Modern medicine and plumbing have greatly extended humans' average life-expectancy. However, a study of teeth from ancient English burial sites suggests we might have overestimated this effect by failing to realize how common it was for people in previous centuries to reach an advanced age.
Christine Cave, a PhD student at the Australian National University, developed a new method for determining age of death by looking at teeth wear, after recognizing the problem with current estimates of ancient life expectancies. “When you are determining the age of children you use developmental points like tooth eruption or the fusion of bones that all happen at a certain age," she explained. "Once people are fully grown it becomes increasingly difficult to determine their age from skeletal remains, which is why most studies just have a highest age category of 40 plus or 45 plus.”
However, there is plenty of reason to believe many people in ancient times lived longer. Cave told IFLScience studies of surviving hunter-gatherer populations with little access to modern technology have revealed the presence of numerous older people. Literate ancient societies, such as ancient Rome, record some long lives.
To address archaeology’s blindspot on the elderly, Cave measured the wear on teeth from Anglo-Saxon cemeteries in Essex, Kent, and Hampshire. Since everyone in those societies ate a relatively similar diet, the most worn teeth should belong to the oldest citizens. In previous work, Cave helped devise a method to match tooth wear at one of these cemeteries to known ages.

Combining these two projects, Cave has published a paper in the Journal of Anthropological Archeology that provides estimates of the ages of those buried at the three cemeteries, many of whom turn out to have lived well past 45. Cave's findings fit with those made using other methods in other societies. "For people living traditional lives without modern medicine or markets the most common age of death is about 70, and that is remarkably similar across all different cultures," she said.
However, Cave clarified to IFLScience this is true only for those who survived childhood. Infant mortality was so high prior to vaccines and clean water supplies that the average life expectancy at birth was still decades lower than today.

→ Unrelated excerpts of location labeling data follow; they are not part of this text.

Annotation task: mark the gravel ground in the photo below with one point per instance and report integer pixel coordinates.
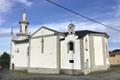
(112, 74)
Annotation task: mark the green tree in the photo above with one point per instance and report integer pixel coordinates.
(5, 60)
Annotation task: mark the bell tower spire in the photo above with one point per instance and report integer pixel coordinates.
(24, 24)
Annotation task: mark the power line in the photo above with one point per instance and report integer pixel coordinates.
(82, 15)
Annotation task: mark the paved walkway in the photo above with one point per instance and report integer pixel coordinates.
(113, 74)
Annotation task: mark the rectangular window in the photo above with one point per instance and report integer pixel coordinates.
(71, 61)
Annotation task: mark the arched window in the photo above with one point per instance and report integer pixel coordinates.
(71, 46)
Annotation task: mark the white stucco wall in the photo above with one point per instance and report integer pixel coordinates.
(86, 52)
(20, 58)
(98, 50)
(47, 59)
(66, 56)
(43, 32)
(106, 50)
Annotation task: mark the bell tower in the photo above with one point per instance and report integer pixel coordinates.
(24, 24)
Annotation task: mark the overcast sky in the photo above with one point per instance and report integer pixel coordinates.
(42, 13)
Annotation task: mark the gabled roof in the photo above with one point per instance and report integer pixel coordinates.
(82, 33)
(44, 28)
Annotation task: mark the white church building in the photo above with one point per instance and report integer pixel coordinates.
(48, 51)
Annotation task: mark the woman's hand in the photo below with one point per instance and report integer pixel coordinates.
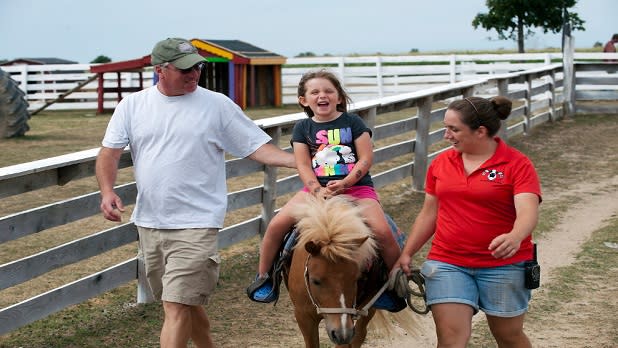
(504, 246)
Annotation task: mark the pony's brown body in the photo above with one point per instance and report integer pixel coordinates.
(334, 248)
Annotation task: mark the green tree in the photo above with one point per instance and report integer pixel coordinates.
(513, 19)
(101, 59)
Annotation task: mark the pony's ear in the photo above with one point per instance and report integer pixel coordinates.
(360, 241)
(313, 248)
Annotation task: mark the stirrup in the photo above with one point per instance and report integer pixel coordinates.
(263, 290)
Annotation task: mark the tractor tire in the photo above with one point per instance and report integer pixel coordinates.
(14, 113)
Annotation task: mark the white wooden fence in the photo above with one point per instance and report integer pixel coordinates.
(539, 94)
(364, 78)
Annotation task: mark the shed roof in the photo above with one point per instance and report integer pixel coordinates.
(239, 51)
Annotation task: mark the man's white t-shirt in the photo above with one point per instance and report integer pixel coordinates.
(178, 146)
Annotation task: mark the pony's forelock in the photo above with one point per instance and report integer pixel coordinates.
(337, 225)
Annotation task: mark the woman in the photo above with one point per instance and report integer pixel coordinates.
(481, 206)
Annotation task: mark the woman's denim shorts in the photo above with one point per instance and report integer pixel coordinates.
(497, 291)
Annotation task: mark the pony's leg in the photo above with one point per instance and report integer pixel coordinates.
(308, 324)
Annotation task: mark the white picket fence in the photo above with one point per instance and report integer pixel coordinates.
(364, 78)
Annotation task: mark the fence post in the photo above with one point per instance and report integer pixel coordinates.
(421, 149)
(552, 96)
(23, 78)
(341, 69)
(369, 117)
(269, 193)
(503, 89)
(569, 71)
(144, 294)
(453, 66)
(528, 105)
(379, 76)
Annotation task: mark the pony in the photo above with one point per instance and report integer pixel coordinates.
(334, 249)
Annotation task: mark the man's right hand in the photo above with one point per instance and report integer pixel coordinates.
(112, 207)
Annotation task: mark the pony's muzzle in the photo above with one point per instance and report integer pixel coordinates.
(342, 335)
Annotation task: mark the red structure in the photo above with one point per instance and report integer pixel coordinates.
(249, 75)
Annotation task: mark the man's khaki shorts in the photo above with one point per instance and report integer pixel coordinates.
(182, 266)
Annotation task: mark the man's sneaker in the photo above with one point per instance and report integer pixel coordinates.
(263, 290)
(390, 301)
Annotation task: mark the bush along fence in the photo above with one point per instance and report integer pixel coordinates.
(409, 144)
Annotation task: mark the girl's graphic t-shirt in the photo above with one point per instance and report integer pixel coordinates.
(331, 146)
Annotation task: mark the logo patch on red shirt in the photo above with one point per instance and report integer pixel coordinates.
(493, 175)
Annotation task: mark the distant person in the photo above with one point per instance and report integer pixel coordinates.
(178, 134)
(610, 45)
(481, 205)
(334, 153)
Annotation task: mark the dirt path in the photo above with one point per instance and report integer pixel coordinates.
(557, 248)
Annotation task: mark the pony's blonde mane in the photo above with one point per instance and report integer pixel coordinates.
(336, 225)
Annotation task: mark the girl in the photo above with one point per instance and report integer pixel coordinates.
(333, 153)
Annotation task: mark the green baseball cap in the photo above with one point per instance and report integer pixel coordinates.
(180, 52)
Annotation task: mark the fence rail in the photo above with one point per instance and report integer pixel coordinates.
(538, 94)
(364, 78)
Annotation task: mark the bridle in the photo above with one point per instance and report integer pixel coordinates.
(354, 312)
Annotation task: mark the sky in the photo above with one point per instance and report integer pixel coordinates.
(81, 30)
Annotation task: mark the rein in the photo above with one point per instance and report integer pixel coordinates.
(352, 311)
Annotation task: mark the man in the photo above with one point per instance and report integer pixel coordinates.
(178, 134)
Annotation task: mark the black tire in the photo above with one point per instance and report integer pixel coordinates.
(14, 113)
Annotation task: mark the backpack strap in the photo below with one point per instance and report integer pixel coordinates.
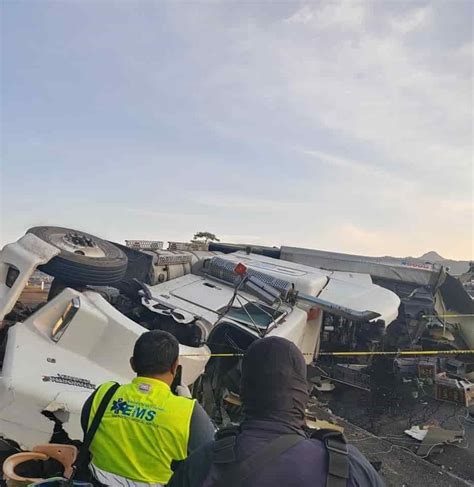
(338, 462)
(83, 455)
(237, 473)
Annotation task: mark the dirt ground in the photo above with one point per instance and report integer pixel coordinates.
(379, 435)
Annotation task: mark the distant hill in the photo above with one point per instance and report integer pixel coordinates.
(456, 267)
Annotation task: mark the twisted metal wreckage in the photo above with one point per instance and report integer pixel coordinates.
(215, 301)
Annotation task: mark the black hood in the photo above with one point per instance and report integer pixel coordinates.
(274, 385)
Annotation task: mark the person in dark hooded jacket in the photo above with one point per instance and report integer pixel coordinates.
(274, 392)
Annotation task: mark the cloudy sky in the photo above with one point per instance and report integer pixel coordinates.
(333, 125)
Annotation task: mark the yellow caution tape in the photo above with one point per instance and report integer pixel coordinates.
(349, 354)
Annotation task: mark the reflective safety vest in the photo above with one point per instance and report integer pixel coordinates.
(144, 428)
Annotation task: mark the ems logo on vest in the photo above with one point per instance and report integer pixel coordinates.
(126, 408)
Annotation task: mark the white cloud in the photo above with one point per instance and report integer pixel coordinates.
(329, 14)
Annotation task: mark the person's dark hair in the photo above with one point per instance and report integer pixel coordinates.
(155, 352)
(273, 382)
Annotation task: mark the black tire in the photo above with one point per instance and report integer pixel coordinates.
(73, 268)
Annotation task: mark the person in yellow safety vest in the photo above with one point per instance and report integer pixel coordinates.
(145, 426)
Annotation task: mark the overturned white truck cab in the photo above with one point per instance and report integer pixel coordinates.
(84, 335)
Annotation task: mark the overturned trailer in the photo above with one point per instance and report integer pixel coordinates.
(105, 296)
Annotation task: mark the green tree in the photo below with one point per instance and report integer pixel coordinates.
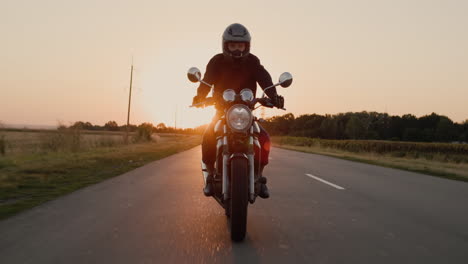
(355, 128)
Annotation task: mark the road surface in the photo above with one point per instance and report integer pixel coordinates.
(321, 210)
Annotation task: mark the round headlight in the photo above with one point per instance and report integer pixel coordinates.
(246, 95)
(229, 95)
(239, 117)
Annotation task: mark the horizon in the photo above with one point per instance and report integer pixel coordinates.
(67, 62)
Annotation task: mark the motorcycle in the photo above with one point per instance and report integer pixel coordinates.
(236, 182)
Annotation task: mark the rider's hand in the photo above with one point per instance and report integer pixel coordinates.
(278, 101)
(197, 99)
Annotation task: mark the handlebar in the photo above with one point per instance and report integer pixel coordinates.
(265, 101)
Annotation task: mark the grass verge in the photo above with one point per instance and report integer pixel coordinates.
(449, 170)
(28, 180)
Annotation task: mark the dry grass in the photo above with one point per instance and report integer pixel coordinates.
(435, 164)
(31, 178)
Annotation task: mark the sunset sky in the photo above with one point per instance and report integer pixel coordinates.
(66, 60)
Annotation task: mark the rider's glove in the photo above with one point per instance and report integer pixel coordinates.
(278, 101)
(197, 99)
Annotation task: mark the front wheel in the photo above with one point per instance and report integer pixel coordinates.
(239, 198)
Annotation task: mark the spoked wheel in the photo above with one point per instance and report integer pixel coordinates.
(239, 198)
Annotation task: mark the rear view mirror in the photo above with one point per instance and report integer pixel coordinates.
(194, 74)
(285, 79)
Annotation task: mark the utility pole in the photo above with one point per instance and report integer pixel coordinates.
(129, 101)
(175, 119)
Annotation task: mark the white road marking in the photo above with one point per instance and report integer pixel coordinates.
(324, 181)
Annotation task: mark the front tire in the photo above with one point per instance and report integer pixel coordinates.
(239, 198)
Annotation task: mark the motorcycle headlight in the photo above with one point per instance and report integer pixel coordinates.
(229, 95)
(239, 118)
(246, 95)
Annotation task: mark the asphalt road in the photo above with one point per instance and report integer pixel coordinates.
(321, 210)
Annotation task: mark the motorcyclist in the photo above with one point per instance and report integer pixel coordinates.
(236, 68)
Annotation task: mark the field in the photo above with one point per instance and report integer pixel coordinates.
(38, 166)
(438, 159)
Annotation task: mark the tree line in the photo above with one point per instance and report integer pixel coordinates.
(159, 128)
(369, 125)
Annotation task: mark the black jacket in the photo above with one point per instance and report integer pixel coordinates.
(227, 74)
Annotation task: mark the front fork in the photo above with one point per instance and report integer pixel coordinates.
(226, 161)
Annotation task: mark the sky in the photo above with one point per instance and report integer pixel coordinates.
(65, 61)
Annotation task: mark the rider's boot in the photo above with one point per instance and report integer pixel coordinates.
(208, 190)
(263, 192)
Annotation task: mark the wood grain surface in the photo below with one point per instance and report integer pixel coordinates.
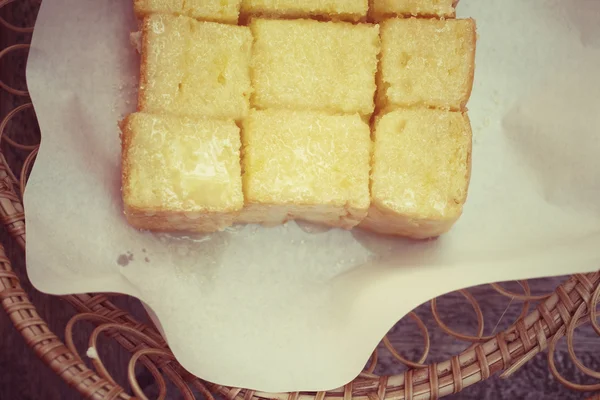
(24, 377)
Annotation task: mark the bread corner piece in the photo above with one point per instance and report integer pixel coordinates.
(343, 10)
(384, 9)
(421, 172)
(210, 10)
(180, 174)
(194, 68)
(305, 165)
(426, 62)
(313, 65)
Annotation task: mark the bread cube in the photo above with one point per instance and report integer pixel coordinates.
(384, 9)
(421, 170)
(427, 63)
(180, 174)
(312, 65)
(194, 69)
(305, 165)
(344, 10)
(209, 10)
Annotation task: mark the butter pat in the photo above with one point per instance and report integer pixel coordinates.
(345, 10)
(421, 172)
(427, 63)
(194, 69)
(384, 9)
(312, 65)
(210, 10)
(180, 174)
(305, 165)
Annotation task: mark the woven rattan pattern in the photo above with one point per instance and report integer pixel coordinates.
(556, 315)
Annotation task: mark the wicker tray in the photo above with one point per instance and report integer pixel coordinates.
(555, 315)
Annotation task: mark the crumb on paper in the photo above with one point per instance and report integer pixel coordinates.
(124, 259)
(92, 353)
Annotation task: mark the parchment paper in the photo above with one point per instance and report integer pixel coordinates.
(294, 307)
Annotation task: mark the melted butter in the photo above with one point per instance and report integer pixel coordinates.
(306, 158)
(185, 165)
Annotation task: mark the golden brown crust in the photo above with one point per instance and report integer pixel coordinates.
(169, 221)
(143, 66)
(384, 220)
(467, 95)
(381, 220)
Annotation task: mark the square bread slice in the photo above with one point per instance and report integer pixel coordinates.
(426, 63)
(311, 65)
(209, 10)
(194, 69)
(385, 9)
(421, 171)
(343, 10)
(180, 174)
(305, 165)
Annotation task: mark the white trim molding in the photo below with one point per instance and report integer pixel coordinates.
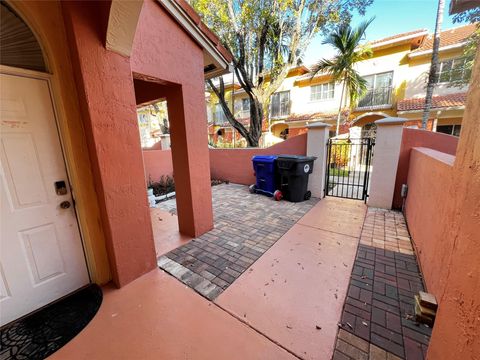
(210, 50)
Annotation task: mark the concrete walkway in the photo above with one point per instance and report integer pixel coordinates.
(156, 317)
(287, 305)
(246, 226)
(294, 293)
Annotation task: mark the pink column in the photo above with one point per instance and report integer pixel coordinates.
(191, 164)
(107, 98)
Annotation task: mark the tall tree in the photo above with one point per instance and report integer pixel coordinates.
(346, 42)
(473, 41)
(267, 38)
(433, 74)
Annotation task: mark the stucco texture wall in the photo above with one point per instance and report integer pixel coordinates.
(107, 97)
(235, 165)
(443, 215)
(163, 53)
(418, 138)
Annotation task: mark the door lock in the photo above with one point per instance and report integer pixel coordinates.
(65, 204)
(61, 187)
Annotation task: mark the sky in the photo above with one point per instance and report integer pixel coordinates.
(391, 17)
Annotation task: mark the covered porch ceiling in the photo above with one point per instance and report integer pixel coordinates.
(123, 21)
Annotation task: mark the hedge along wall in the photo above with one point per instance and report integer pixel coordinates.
(419, 138)
(234, 165)
(157, 163)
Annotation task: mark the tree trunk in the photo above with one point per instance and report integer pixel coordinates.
(340, 108)
(433, 74)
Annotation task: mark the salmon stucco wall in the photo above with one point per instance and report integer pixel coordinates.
(235, 165)
(443, 216)
(107, 98)
(418, 138)
(165, 54)
(157, 163)
(430, 183)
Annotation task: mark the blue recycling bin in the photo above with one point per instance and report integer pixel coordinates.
(266, 176)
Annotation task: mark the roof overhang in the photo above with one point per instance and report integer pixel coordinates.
(458, 6)
(413, 39)
(215, 63)
(447, 108)
(441, 49)
(122, 24)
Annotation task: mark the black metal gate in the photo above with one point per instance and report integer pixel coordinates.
(349, 163)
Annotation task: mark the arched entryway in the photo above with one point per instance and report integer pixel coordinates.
(366, 123)
(42, 257)
(279, 130)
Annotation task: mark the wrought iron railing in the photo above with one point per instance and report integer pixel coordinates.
(377, 97)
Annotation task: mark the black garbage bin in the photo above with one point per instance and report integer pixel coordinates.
(293, 171)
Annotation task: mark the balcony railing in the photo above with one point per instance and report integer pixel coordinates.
(377, 97)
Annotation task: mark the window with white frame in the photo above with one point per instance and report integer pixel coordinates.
(379, 90)
(454, 70)
(322, 91)
(280, 104)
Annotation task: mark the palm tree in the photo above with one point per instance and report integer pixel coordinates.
(433, 74)
(349, 51)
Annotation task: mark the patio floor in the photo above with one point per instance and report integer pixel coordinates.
(246, 225)
(338, 284)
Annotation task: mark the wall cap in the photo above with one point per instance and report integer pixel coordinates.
(391, 121)
(317, 124)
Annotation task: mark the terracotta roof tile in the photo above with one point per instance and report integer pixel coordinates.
(318, 116)
(398, 36)
(440, 101)
(192, 14)
(448, 37)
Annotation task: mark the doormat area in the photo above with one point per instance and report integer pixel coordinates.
(40, 334)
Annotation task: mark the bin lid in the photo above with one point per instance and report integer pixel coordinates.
(264, 158)
(296, 158)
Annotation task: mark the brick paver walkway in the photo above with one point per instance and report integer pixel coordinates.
(246, 225)
(378, 315)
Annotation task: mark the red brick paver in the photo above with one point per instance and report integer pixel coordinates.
(379, 307)
(246, 226)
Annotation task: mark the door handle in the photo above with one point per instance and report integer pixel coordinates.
(65, 204)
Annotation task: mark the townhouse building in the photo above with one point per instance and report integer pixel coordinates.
(396, 76)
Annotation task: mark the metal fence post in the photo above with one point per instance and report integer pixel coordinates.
(317, 138)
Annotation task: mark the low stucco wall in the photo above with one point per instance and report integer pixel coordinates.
(429, 184)
(157, 163)
(419, 138)
(235, 165)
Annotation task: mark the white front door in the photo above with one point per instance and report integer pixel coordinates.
(41, 254)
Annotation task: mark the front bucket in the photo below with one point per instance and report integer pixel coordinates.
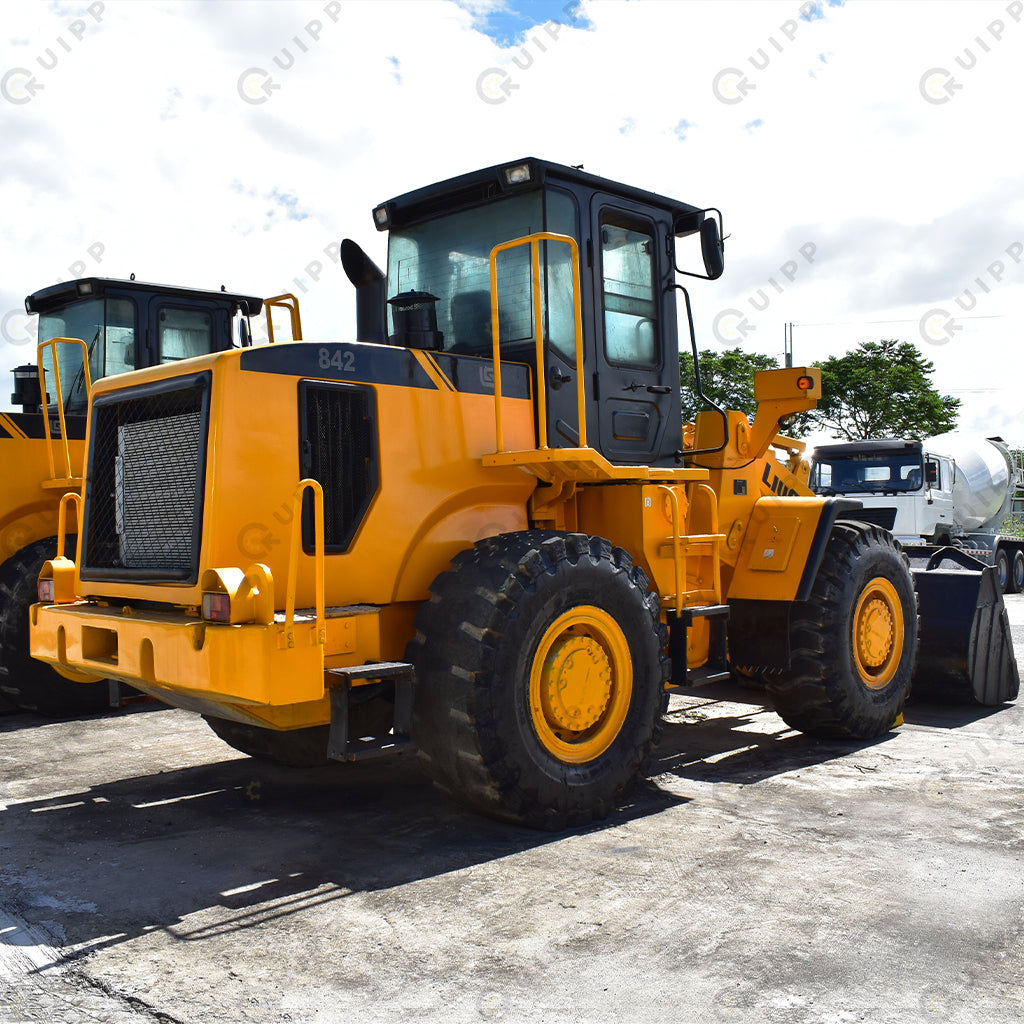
(966, 651)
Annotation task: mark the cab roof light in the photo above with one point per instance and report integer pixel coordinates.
(517, 174)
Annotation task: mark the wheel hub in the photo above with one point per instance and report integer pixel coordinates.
(577, 683)
(876, 633)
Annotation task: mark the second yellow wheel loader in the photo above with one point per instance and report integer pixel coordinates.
(87, 329)
(480, 529)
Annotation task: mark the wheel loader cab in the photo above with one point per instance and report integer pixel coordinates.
(128, 325)
(439, 255)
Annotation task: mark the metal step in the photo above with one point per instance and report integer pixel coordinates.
(343, 748)
(717, 668)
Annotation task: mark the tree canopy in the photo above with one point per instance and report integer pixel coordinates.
(882, 389)
(726, 378)
(879, 389)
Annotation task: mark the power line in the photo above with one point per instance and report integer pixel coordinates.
(872, 323)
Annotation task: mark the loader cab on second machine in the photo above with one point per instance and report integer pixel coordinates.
(438, 289)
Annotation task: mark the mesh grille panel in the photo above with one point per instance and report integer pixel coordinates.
(339, 452)
(146, 466)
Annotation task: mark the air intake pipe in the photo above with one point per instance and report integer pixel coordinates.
(371, 310)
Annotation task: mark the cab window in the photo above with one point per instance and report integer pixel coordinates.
(630, 297)
(184, 333)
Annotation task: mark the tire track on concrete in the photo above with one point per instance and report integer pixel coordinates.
(36, 984)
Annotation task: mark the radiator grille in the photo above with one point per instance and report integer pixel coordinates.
(339, 451)
(144, 501)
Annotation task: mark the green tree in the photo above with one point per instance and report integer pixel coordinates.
(726, 378)
(882, 389)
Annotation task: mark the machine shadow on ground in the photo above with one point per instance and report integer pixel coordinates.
(229, 845)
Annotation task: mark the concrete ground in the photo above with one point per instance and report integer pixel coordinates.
(151, 872)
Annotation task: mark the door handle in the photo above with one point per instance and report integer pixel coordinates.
(556, 379)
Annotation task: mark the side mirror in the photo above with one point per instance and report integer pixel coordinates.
(712, 248)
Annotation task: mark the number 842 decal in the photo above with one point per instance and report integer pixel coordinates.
(341, 358)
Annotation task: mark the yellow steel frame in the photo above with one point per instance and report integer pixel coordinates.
(290, 304)
(69, 479)
(534, 241)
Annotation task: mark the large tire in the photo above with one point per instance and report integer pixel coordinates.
(853, 644)
(541, 667)
(26, 683)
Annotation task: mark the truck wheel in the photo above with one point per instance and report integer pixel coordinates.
(541, 667)
(295, 748)
(29, 684)
(853, 644)
(1017, 572)
(1001, 564)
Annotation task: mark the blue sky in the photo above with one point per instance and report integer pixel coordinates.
(509, 24)
(866, 161)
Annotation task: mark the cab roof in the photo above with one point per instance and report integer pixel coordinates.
(93, 288)
(885, 445)
(526, 174)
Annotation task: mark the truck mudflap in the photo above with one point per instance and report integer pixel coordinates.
(966, 651)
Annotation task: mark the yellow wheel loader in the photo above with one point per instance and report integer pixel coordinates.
(87, 329)
(477, 528)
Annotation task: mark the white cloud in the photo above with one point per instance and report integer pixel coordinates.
(139, 139)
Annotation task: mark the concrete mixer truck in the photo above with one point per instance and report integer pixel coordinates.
(953, 489)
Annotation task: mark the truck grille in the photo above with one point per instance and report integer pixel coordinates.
(144, 498)
(338, 440)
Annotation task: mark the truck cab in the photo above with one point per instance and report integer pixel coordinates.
(895, 475)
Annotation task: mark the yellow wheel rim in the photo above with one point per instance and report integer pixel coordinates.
(878, 633)
(581, 684)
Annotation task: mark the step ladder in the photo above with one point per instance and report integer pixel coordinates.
(341, 747)
(717, 669)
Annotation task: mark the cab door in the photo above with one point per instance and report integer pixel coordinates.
(636, 383)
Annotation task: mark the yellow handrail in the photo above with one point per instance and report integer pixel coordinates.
(542, 408)
(52, 345)
(76, 498)
(293, 564)
(713, 539)
(290, 303)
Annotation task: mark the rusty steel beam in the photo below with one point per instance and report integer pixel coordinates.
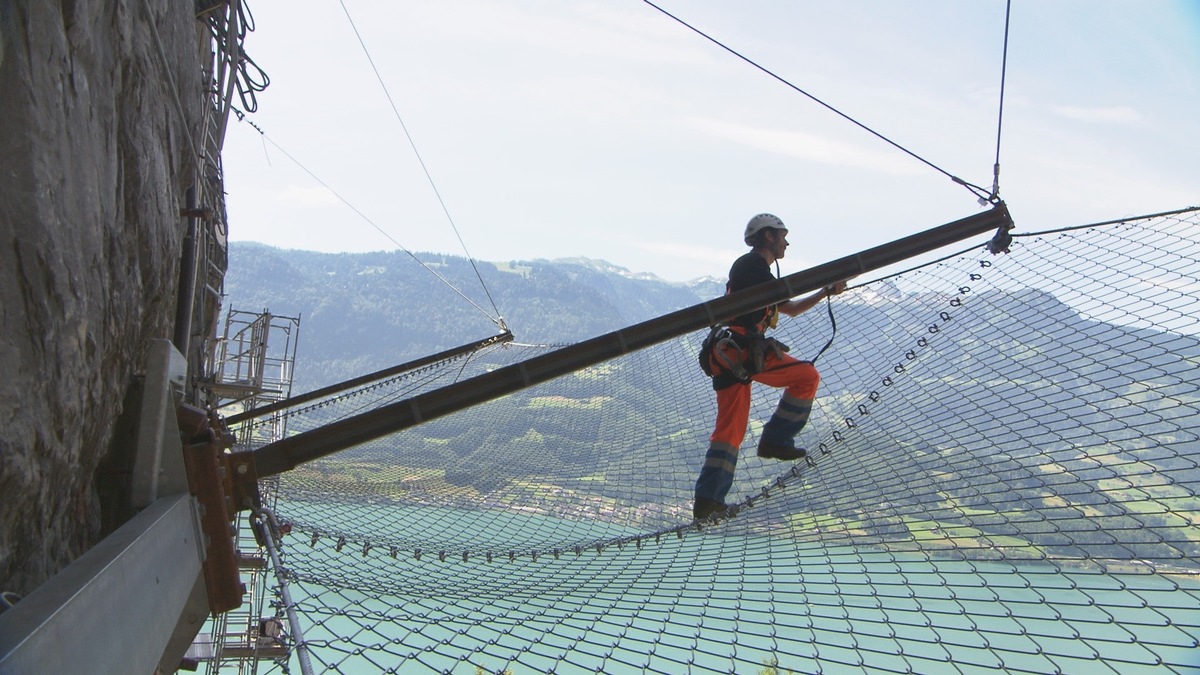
(288, 453)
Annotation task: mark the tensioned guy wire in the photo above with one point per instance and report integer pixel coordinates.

Cave's findings show it is not just the very young who had a bad time in England from 475-625 AD, however. The respect with which an individual was held can be seen from the items with which they were buried. High-status men were interred with weapons, and the quality of these generally rose with age. On the other hand, Cave said, "Women were buried with jewelry, like brooches, beads, and pins,” and this seldom happened for older women, who appear to have no longer been much valued.